I'm using a IntelMPI with PBS.
When I send a SIGTERM signal using qdel to my job mpirun exits immediatly and my program that is called by mpirun has no time to finish its cleanup work.
if [ x$PBS_ENVIRONMENT != x ]; then
trap "" SIGTERM
in my ~/.profile to prevent any shell from exiting when it gets the SIGTERM)
How can I tell IntelMPI's mpirun not to exit on SIGTERM?
Thanks for posting here.
Personnally I don't understand why you need to send SIGTERM and execute cleanup code.

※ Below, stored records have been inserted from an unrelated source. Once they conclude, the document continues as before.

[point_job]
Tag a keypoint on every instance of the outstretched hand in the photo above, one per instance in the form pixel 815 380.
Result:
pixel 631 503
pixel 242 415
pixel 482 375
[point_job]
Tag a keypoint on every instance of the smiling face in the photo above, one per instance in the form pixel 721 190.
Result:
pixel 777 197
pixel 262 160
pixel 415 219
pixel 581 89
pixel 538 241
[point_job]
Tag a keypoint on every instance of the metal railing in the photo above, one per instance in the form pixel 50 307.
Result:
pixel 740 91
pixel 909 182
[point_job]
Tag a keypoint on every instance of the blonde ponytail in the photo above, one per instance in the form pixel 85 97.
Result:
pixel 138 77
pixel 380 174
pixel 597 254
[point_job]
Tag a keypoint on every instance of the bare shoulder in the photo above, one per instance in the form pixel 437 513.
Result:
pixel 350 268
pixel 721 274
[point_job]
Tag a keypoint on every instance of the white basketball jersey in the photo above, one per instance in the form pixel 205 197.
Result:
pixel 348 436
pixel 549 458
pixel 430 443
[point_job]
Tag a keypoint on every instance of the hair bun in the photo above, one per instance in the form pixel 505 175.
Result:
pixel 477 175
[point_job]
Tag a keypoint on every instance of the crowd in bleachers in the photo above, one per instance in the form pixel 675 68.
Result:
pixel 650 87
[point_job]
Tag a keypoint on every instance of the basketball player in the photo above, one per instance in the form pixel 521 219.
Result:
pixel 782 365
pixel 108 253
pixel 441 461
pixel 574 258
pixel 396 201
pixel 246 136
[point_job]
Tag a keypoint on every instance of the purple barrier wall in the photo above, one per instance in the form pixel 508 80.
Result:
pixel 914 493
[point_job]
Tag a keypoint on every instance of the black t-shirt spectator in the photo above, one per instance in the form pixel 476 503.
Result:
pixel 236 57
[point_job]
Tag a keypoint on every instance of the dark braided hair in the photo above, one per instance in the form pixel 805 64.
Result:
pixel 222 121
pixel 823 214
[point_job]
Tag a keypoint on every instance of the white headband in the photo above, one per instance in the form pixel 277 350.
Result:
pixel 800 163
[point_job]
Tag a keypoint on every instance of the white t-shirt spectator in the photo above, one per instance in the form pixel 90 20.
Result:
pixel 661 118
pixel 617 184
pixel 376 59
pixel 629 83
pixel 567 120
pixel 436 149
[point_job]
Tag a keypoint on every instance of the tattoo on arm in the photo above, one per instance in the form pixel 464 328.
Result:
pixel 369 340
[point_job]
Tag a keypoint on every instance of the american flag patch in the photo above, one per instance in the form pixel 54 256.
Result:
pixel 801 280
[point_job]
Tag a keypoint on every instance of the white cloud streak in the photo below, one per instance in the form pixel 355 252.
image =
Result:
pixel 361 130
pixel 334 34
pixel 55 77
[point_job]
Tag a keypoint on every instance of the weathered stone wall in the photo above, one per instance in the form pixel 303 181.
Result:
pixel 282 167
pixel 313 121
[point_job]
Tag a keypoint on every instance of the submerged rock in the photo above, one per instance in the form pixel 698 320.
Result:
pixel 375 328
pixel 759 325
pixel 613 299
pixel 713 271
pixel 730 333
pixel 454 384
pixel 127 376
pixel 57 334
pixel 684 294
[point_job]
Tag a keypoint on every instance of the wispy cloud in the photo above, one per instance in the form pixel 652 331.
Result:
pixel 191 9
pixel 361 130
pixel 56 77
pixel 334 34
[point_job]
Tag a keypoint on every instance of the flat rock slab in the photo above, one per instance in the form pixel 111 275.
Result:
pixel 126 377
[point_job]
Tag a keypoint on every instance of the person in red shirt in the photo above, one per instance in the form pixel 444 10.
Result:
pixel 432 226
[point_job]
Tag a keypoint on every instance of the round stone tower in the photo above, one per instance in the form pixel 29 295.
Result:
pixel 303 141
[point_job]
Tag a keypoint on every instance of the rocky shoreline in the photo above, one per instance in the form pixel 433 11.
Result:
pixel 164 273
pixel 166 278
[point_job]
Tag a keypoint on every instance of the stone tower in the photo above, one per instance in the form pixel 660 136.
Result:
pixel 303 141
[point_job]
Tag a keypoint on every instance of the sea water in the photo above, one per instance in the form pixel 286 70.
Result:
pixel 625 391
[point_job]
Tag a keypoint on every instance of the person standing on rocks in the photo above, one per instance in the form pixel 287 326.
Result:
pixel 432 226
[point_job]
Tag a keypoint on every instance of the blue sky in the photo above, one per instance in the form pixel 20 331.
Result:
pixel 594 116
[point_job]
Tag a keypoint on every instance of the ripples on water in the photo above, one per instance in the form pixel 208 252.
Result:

Anyway, I've tried to kill mpirun (it was SIGKILL really instead of SIGTERM, but I think it is not so important):
[user1@mpiserver100 spawn1]$ mpirun -r ssh -f mpd.hosts -n 2 IMB-MPI1 > out_IMB
From another console:
[user1@mpiserver100 spawn1]$ ps xf
PID TTY STAT TIME COMMAND
20989 pts/0 Ss 0:00 -bash
23276 pts/0 R+ 0:00 _ ps xf
14865 pts/6 Ss+ 0:00 -bash
23269 pts/0 S 0:00 python /user1/intel/impi/4.0/intel64/bin/mpiexec -n 2 IMB-MPI1
23270 pts/0 Z 0:00 _ [sh]
23255 ? S 0:00 python /user1/intel/impi/4.0/intel64/bin/mpd.py --ncpus=1 --myhost=mpiserver100 -e -d -s 2
23271 ? S 0:00 _ python /user1/intel/impi/4.0/intel64/bin/mpd.py --ncpus=1 --myhost=mpiserver100 -e -d -s 2
23274 ? R 0:09 | _ IMB-MPI1
23272 ? S 0:00 _ python /user1/intel/impi/4.0/intel64/bin/mpd.py --ncpus=1 --myhost=mpiserver100 -e -d -s 2
23273 ? R 0:09 _ IMB-MPI1
So, you can see that mpiexec and application itself are still running. mpirun doesn't send signals further. Probably this is PBS responsible for the problem you mentioned - seems PBS can kill not only parent processes but all children as well. Could you tell me your version of PBS and I'll try to reproduce the problem.
I have the same problem
If I send SIGUSR1 it gets passed to the subproceesses they can save there state and shutdown cleanly.
If I send a SIGINT (Ctrl-C) mpirun exits and my processes get killed without being able to save state. How do I make mpirun signore all signals and pass them on to the subprocesses?